To determine which graph best represents the relationship between an object's kinetic energy and time elapsed during its free fall near Earth's surface, we need to consider how kinetic energy changes as the object falls.
The kinetic energy (\( KE \)) of an object is given by the formula:
\[ KE = \frac{1}{2} mv^2 \]
where \( m \) is the mass of the object and \( v \) is its velocity.
In free fall, the velocity of the object increases linearly over time due to the constant acceleration caused by gravity (\( g \approx 9.81 , \text{m/s}^2 \)). Therefore, the velocity as a function of time (\( t \)) can be expressed as:
\[ v = gt \]
Substituting this expression for \( v \) into the kinetic energy formula, we get:
\[ KE = \frac{1}{2} m (gt)^2 = \frac{1}{2} m g^2 t^2 \]
This shows that kinetic energy is proportional to the square of the time elapsed. Thus, the relationship between kinetic energy and time will be a parabolic curve that opens upwards.

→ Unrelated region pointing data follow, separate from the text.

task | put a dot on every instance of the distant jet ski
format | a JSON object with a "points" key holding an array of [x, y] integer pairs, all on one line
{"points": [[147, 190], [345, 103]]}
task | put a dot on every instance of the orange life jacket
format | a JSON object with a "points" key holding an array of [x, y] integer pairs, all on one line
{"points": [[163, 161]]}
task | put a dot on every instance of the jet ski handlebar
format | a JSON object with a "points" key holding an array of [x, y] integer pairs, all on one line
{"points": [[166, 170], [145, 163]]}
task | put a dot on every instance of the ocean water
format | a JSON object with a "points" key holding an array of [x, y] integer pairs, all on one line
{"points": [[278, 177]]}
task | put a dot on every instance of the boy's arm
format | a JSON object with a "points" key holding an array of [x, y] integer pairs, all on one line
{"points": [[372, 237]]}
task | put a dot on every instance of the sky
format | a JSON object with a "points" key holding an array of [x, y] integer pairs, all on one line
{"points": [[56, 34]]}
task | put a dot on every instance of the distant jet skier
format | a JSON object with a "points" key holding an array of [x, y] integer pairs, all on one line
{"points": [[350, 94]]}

So, the graph that best represents the relationship between the object's kinetic energy and time elapsed during its fall will be a curve that increases quadratically (the precise form will depend on the details of the specific graphs you're comparing).
Assuming the typical options, the correct choice would be one that depicts a parabolic increase in kinetic energy as time increases. If you provide the specific graphs labeled A, B, C, and D, I could help you identify the correct one.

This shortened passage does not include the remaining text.